Let me set the stage: we moved on to these lovely 10 acres two years ago and started learning about the farmer who lived here before us.  He really had the farming thing down pat.  He had cows up in the pasture, the apple orchard for cider apples, and in the low part, by the street, he grew corn.  The whole front was corn.  Not only that, but he dry farmed it.  Meaning, after maybe an initial watering, he didn’t water it at all.  Not only that, but it was delicious.  And he used the stalks to feed his cows.

So we had to grow corn.

But instead of the wise old farmer, it was just dumb old us.  And we have no idea what we’re doing.  I picked what sounded like a good type of corn, white and sweet, and planted it.  We have no clue about dry farming; we watered our corn.  It came up, looking promising.

And then I suddenly took a full time job over the summer and basically left the whole garden to Jason.

Have I mentioned that the garden is about 1/3 of an acre?  Not all corn, of course, but it included a large patch.

Anyway, time slipped away from us and before we knew it the corn was over-ripe.  Yucky.  Gluey and tasteless.  We let it just sit there and dry up.  After the season was over, we harvested an insane amount of dried corn – seed for next year.  I wound up giving away the vast majority at a seed exchange.  But we kept some for this year.

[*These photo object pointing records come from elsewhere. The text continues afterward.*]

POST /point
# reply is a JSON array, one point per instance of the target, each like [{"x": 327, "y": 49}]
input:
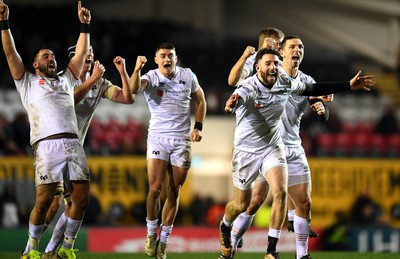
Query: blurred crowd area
[
  {"x": 362, "y": 124},
  {"x": 114, "y": 131}
]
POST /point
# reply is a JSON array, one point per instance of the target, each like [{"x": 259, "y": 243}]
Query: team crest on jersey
[
  {"x": 42, "y": 81},
  {"x": 259, "y": 105}
]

Take two with the corn.  No excuses this time – I have taken the summer off and we’ve been down in the garden a lot.  We kept taste-testing the corn, and it wasn’t looking so good, again.  Finally, I noticed a trend: they were starting to get a little less awful.  So, today, when I picked one that tasted halfway okay, I decided it was time.  Harvested the whole lot.  Five big crates full.

An aside: hardly any photos because my bloody cell phone is on the fritz.  Again.

Anyway, Sarah and her friends helped with the harvest, and then Sarah and I shucked every single one and took a bite of every single one.  Five crates worth.  Raw.

More than half were rejected out of hand, and the others were deemed good enough or, with the tone of surprise, “Sweet!”  Those were few and far between, though, and really it was a matter of perspective.  I’m sure the professionally grown sweet corn would have put our best ones to shame.

So, tonight, I blanched, cooled, cut off the kernels and froze all the “good enough” corn.  It made three gallon-sized Ziploc bags worth.  Rather flat bags.  And the rejects are now two crates (shucked) of chicken food.  I’m hoping the lambs will eat the husks – I’ll try that tomorrow.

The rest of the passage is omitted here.